By Brian Sherman for The Island Eye News
The city of Isle of Palms is continuing to tweak its noise ordinance, especially in Wild Dunes, where residents apparently are having issues with the Sweetgrass Inn. City Administrator Desiree Fragoso told City Council members at their Oct. 25 meeting that proposed changes in the law are based on the noise ordinance currently in effect on Kiawah Island. She said the city is seeking feedback from local residents and that staff has already met with people who live near the resort areas around 57th avenue. According to Fragoso, those wishing to file a complaint should contact the IOP Police Department’s non-emergency phone number, and an officer will respond. “It’s not good at all, and I think we need to do what we can to help them,” Council Member Jimmy Ward said. Council Member Katie Miars asked if the city has issued any citations for excessive noise.
“How many of these things are we letting go that are making people angrier and angrier?” Miars asked. Council Member Scott Pierce said he visited the area and that the resort has removed four of nine speakers, which, in his opinion, didn’t make much difference for nearby residents. “Just imagine nine surround sound Bose speakers up against your property that are playing music,” Pierce said. “Can the resort consider moving the remaining five speakers and replace them with directional speakers that are not pointed at the residential buildings? It seems to me that would be an easy fix.”’ Fragoso said city staff will ask the resort to act on Pierce’s request.

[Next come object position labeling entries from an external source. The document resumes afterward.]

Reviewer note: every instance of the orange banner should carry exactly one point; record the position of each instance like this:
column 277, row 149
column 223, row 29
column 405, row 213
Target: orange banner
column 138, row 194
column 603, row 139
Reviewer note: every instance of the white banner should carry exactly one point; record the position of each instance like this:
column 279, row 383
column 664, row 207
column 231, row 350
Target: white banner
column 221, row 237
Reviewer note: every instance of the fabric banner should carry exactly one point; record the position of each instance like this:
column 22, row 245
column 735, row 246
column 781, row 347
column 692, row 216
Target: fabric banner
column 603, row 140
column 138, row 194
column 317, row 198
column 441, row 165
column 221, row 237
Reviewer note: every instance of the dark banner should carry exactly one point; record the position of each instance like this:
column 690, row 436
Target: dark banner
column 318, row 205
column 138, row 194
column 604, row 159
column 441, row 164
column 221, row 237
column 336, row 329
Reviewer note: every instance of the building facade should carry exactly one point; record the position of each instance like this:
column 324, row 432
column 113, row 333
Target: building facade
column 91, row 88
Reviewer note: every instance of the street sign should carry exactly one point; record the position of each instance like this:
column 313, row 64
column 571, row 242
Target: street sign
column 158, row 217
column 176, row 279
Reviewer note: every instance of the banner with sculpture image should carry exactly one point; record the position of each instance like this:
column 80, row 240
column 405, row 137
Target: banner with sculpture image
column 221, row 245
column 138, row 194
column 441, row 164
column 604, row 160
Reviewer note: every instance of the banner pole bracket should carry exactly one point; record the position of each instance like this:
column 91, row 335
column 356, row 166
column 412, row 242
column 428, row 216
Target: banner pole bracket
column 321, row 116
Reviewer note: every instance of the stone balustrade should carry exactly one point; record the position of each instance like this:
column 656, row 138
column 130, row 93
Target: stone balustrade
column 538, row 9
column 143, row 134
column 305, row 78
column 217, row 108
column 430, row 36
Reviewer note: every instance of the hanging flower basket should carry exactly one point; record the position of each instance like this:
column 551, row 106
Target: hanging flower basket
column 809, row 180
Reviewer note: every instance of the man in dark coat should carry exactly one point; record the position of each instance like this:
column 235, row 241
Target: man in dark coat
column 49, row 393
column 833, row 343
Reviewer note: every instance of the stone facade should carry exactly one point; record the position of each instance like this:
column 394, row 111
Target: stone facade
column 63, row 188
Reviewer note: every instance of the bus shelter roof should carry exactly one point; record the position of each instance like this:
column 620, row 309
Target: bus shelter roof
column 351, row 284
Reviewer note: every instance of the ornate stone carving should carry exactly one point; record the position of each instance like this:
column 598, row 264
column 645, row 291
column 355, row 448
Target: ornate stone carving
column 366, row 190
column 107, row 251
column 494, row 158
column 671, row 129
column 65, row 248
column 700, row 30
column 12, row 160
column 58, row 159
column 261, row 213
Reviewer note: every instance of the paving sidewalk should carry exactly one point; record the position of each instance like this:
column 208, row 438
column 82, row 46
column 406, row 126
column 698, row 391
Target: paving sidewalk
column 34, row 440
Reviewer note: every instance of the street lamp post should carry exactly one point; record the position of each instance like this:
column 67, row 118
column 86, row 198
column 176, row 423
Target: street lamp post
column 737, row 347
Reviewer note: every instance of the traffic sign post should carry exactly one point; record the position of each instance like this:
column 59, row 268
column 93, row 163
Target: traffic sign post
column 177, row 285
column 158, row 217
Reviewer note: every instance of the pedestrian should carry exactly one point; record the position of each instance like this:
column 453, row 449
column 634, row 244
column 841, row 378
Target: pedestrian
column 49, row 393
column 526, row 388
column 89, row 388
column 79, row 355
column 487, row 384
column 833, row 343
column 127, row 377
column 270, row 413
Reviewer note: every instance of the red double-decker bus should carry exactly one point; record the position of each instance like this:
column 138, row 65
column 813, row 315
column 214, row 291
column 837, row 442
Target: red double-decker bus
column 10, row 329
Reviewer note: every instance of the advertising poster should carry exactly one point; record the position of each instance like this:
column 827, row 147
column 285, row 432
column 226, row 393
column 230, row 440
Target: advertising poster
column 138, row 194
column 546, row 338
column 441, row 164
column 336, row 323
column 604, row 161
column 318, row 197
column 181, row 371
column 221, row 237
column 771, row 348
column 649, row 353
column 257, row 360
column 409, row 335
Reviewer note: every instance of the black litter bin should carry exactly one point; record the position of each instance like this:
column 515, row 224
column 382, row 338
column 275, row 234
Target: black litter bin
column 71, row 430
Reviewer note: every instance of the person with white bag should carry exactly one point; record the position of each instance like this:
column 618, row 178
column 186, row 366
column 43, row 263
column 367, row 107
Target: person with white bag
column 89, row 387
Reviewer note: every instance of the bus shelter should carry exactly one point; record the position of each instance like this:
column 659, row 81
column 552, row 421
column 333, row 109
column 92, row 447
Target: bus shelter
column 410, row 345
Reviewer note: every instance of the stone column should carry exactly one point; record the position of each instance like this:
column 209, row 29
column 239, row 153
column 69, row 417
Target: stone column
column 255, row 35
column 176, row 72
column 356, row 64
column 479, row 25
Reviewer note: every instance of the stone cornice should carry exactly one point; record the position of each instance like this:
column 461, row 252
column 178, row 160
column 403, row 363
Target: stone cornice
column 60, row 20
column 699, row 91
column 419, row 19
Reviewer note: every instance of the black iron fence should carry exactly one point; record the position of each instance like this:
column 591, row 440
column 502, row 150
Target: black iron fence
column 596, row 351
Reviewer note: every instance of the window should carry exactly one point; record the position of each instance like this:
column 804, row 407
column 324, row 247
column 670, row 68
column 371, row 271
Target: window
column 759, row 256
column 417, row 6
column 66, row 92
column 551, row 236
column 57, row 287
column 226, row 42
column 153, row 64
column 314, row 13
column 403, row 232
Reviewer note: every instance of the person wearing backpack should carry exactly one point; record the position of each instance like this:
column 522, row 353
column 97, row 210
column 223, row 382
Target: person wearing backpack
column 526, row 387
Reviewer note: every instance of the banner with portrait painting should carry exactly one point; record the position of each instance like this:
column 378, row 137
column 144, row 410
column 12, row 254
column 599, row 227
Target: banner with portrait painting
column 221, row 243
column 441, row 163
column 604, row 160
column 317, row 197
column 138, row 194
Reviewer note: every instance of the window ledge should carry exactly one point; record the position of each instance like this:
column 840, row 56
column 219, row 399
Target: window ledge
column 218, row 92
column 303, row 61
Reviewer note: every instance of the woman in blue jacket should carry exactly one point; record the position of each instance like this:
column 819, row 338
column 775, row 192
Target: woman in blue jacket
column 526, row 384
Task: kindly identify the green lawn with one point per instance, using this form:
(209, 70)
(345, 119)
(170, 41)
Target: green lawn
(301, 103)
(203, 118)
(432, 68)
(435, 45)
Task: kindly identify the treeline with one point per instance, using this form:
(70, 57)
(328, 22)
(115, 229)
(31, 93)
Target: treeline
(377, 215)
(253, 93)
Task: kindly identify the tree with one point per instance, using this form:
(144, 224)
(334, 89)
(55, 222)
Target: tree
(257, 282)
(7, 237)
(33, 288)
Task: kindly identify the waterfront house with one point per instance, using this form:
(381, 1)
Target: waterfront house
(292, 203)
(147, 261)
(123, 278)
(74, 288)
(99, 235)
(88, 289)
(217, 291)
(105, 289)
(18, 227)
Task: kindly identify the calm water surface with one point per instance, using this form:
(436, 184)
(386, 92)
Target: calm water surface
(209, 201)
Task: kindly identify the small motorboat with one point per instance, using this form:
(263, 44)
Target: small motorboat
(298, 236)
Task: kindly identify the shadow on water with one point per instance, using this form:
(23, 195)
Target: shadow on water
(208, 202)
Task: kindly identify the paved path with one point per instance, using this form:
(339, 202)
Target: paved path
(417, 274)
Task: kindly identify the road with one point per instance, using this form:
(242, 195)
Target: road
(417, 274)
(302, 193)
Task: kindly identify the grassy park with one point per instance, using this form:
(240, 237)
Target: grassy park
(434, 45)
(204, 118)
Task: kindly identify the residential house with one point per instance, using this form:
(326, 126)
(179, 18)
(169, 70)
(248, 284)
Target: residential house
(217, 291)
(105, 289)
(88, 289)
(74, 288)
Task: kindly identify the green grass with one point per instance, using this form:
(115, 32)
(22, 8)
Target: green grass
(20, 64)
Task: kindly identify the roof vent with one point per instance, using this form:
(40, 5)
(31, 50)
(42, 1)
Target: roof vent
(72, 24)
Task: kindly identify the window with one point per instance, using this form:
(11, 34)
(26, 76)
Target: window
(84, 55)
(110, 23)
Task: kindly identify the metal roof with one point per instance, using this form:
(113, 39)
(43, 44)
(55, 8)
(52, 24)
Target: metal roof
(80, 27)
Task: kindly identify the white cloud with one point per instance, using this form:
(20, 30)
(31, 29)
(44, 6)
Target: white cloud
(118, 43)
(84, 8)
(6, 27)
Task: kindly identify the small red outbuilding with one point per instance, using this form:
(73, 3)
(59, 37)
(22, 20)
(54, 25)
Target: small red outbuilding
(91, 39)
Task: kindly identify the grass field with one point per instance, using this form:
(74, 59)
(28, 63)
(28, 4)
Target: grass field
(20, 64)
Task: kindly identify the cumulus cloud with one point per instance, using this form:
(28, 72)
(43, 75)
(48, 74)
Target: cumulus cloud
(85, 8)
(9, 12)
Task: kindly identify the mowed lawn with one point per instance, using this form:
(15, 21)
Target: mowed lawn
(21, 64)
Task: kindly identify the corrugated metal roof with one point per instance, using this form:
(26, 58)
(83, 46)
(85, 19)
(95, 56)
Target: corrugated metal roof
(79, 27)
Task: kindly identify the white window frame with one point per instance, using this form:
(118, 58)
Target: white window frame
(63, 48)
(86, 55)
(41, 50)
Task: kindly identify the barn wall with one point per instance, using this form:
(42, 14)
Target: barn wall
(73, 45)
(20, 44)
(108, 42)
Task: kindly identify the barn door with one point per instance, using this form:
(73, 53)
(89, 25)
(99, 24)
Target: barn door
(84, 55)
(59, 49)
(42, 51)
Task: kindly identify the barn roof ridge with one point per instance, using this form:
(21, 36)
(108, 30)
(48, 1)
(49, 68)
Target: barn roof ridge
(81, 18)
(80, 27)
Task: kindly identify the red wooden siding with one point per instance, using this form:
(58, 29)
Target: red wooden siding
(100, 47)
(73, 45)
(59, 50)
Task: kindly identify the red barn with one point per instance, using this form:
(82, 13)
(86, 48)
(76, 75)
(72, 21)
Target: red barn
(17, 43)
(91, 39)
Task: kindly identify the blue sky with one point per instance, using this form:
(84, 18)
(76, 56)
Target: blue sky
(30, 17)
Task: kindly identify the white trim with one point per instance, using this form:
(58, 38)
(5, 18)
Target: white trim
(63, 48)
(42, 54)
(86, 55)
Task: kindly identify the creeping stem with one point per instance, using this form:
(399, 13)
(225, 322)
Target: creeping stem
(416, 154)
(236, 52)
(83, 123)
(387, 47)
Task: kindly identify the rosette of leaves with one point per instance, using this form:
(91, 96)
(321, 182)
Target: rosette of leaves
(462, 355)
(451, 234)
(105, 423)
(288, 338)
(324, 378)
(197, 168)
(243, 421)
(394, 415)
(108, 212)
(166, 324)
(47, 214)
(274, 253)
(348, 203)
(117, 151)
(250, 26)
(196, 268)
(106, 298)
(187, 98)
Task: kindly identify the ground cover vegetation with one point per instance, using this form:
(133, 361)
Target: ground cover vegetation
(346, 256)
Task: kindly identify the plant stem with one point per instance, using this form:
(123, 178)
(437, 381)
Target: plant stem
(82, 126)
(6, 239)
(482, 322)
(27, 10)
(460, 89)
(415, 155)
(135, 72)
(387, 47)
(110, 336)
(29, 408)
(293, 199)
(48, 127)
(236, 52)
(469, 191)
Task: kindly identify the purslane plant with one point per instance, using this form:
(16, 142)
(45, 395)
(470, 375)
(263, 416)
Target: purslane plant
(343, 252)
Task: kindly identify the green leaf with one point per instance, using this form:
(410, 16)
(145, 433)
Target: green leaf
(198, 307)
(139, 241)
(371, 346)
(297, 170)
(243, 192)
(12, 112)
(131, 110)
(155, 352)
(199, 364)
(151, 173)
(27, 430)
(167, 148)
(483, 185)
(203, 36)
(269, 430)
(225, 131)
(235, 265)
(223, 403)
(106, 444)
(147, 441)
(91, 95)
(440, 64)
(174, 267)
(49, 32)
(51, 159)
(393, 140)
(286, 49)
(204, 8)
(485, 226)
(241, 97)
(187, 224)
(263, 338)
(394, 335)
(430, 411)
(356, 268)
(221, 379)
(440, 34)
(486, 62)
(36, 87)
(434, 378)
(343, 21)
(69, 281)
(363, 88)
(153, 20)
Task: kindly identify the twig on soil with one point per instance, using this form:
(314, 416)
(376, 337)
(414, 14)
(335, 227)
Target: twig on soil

Police Chief Kevin Cornett told the Council that soon-to-be-operational software on the Department’s website will provide the opportunity for residents to complain about excess noise online and that a code enforcement officer would follow up on the situation. “In the meantime, our message is to call us, and we will respond,” Cornett said.
“The ordinance needs a little more work – a little tightening up,” Council Member Jan Anderson said. “Not just in Wild Dunes but also on Front Beach around the Windjammer.” In other action Oct. 25, the Council unanimously approved a plan to hire a full-time employee to serve in public relations and as the city’s tourism coordinator, with the salary and benefits costs shared by the city and the Charleston Area Convention and Visitors Bureau.
The employee, who will report directly to the city administrator, will meet with the CVB once a week. The CVB’s share of the costs are to be paid out of the 2% state tax the city collects on short-term rentals.
The Council also heard from Rick Bradley about the results of a survey taken at three listening sessions on proposals to change the city’s zoning regulations concerning short term rentals. Bradley said 140 people attended the three sessions on Sept. 14, Sept. 21 and Sept. 28.